The Shura Council’s Committee on Legislative and Constitutional Affairs approved on Tuesday amendments proposed by the Supreme Constitutional Court (SCC) to the political participation bill.
The court had referred the bill back to the upper house of parliament with suggested amendments after finding nine articles within the bill unconstitutional, alongside amendments to four unconstitutional articles within the House of Representatives elections bill.
Sobhi Saleh, committee member and Muslim Brotherhood leading figure who presided over Tuesday’s session, stated that the legislative committee approved all the SCC’s amendments to the political participation bill, reported state-owned Al-Ahram.
The amendments included changes to Article 16, which states that elections should be fully monitored by the judiciary. The committee stated that even voting by Egyptian expatriates abroad would be monitored by the judiciary.
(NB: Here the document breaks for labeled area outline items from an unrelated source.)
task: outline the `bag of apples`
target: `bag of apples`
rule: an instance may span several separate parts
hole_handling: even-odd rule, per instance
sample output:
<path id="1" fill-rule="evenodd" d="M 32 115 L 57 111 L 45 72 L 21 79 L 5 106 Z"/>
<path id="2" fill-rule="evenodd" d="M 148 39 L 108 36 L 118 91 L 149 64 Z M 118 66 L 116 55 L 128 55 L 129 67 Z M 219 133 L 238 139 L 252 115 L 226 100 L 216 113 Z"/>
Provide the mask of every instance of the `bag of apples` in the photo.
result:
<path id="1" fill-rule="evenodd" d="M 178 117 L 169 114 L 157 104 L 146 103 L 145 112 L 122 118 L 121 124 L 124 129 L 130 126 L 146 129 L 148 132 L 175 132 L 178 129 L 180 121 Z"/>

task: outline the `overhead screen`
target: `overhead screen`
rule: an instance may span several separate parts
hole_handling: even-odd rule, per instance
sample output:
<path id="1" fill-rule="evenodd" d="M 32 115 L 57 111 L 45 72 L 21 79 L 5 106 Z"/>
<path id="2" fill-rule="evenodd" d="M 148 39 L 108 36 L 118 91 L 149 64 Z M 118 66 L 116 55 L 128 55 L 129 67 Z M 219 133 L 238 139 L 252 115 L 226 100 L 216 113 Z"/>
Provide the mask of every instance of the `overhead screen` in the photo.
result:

The legislative committee also approved an article banning electoral campaigning based on religious, sexist, or ethnic slogans or symbols or any slogans which might threaten national unity. The penalty for violating the ban is imprisonment for at least three months and a monetary fine between EGP 5,000 to 10,000.
The article was deemed unconstitutional by the SCC for failing to explicitly ban the use of religious slogans in campaigning.
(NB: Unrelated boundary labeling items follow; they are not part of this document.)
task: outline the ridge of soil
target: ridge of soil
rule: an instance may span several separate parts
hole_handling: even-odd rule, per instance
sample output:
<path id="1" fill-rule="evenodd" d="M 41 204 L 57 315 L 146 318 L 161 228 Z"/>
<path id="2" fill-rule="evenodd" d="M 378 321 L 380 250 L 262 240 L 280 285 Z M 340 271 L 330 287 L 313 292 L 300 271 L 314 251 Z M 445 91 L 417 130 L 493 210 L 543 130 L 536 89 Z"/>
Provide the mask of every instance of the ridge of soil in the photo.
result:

The committee also cancelled articles in the bill requiring private-owned media to dedicate equal coverage to all candidates, said Mustafa Helal, Shura Council spokesperson. The articles were considered unconstitutional because they violate freedoms of speech, press, and expression, the court said.
The article preventing military and security personnel from voting was amended based on recommendations by the Armed Forces. Although the SCC deemed the exclusion of military and police from voting unconstitutional, the Armed Forces’ proposition postponed allowing personnel to vote until July 2020.
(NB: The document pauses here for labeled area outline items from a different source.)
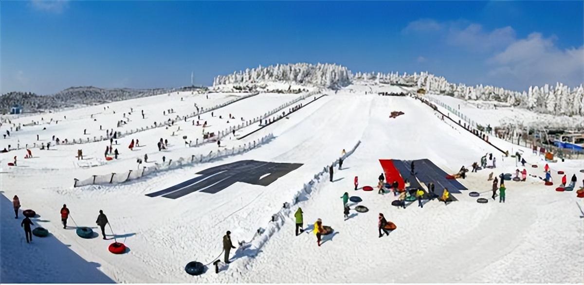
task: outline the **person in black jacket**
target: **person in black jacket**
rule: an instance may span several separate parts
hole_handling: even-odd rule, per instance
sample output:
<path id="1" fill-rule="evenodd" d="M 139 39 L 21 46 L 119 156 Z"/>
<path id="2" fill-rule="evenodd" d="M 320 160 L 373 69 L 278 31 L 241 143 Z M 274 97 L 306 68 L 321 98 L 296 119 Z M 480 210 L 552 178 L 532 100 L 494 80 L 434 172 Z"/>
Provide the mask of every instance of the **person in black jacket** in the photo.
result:
<path id="1" fill-rule="evenodd" d="M 106 238 L 106 225 L 107 224 L 107 217 L 106 216 L 105 214 L 103 214 L 103 210 L 99 210 L 99 216 L 98 216 L 98 220 L 95 221 L 95 223 L 99 226 L 99 228 L 102 230 L 102 236 L 103 237 L 103 239 L 107 239 Z"/>
<path id="2" fill-rule="evenodd" d="M 34 224 L 28 217 L 25 217 L 22 220 L 22 223 L 20 223 L 20 227 L 25 228 L 25 235 L 26 237 L 27 244 L 30 244 L 30 242 L 33 241 L 33 232 L 30 230 L 30 225 Z"/>
<path id="3" fill-rule="evenodd" d="M 229 252 L 232 248 L 235 248 L 231 243 L 231 232 L 227 231 L 227 234 L 223 236 L 223 250 L 225 251 L 225 263 L 229 263 Z"/>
During a meeting with the Committee on Legislative and Constitutional Affairs on Sunday, Major General Mamdouh Shahin, the Defence Ministry’s assistant for legal and constitutional affairs, said that including personal data and information of officers and members of the Armed Forces in the voter database could jeopardise national security.
Minister of State for Legal and Parliamentary Affairs Hatem Bagato said that a secure framework could be put in place allowing police and military personnel to vote by July 2020.
The SCC’s amendments to the House of Representatives’ elections bill are scheduled to be reviewed by the committee next week.
The two bills make up the legislation governing the upcoming elections for the lower house of parliament.